As described above, a reference direction for determining a control section for controlling each bead size is not limited to the direction in which a blade is extended in the circumferential face PL2 at the center of the radial direction between the circumferential face PL3 having a largest diameter and the circumferential face PL1 having a smallest diameter in the additive manufacturing region shown in <FIG>. For example, the reference direction may be set as the direction in which a blade is extended in a virtual bead layer disposed at the center (center in the radial direction) in the deposition direction of divided virtual bead layers when the additive manufacturing region is divided into the layers. Even in this case, the same direction in which the blade is extended is set as the reference direction consequently. That is, the setting of the reference direction may be established in a stage of Step S15 where conditions for forming each layer are set, as shown in <FIG>. The reference direction may be set in Step S13 or may be set after the division into layers in Step S14.

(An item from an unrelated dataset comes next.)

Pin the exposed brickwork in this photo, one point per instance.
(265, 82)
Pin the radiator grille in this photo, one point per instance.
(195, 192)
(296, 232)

A layout of weld beads or a design of bead sizes in the additive manufacturing region is not limited to be applied to an additively-manufactured object which is a rotating symmetry body shown in <FIG>. The designing method or the manufacturing method in the present invention can be suitably applied to an additively-manufactured object as long as it has a shape including at least one protrusion portion continuous along a specific direction. Particularly, an additively-manufactured object having a shape having a twisted structure where the specific direction varies along the deposition direction can be built more efficiently.

Claim 1:
A computer-implemented method for designing an additively-manufactured object (<NUM>) to be built by depositing a plurality of weld bead layers (H1-H7) formed of a weld bead (<NUM>) formed by melting and solidifying a filler metal (M), the method comprising in the following order:
an inputting step of inputting a shape data of the additively-manufactured object (<NUM>) to a program generating unit (<NUM>);
a dividing step of dividing the shape of the additively-manufactured object (<NUM>) into a blank region (<NUM>) serving as a base body (<NUM>) of the additively-manufactured object (<NUM>), and an additive manufacturing region (<NUM>) including a protrusion portion to be formed on the base body (<NUM>);
and being characterised by:
a setting step of setting, as a reference direction, a direction (Vb) in which a sliced layer of the additively-manufactured object (<NUM>) is continuously provided and, as a common control section, a section perpendicular to the reference direction (Vb) extended in a circumferential face (PL2) disposed at a radially central position between an outermost edge (45a) of the additively-manufactured object (<NUM>) and an outer circumference face (PL1) of the base body (<NUM>) of the additively-manufactured object (<NUM>);
a slicing step of slicing the shape of the additively-manufactured object (<NUM>) into the weld bead layers (H1-H7) each having a height (H) corresponding to one bead layer (H1-H7) using the data of the shape of the additively-manufactured object (<NUM>), thereby generating the plurality of virtual bead layers (<NUM>); and
a bead controlling step of controlling the bead size of each weld bead (<NUM>) in association between a change in various welding conditions and a shape of a section perpendicular to the continuous formation direction (Vb) of the weld bead (<NUM>).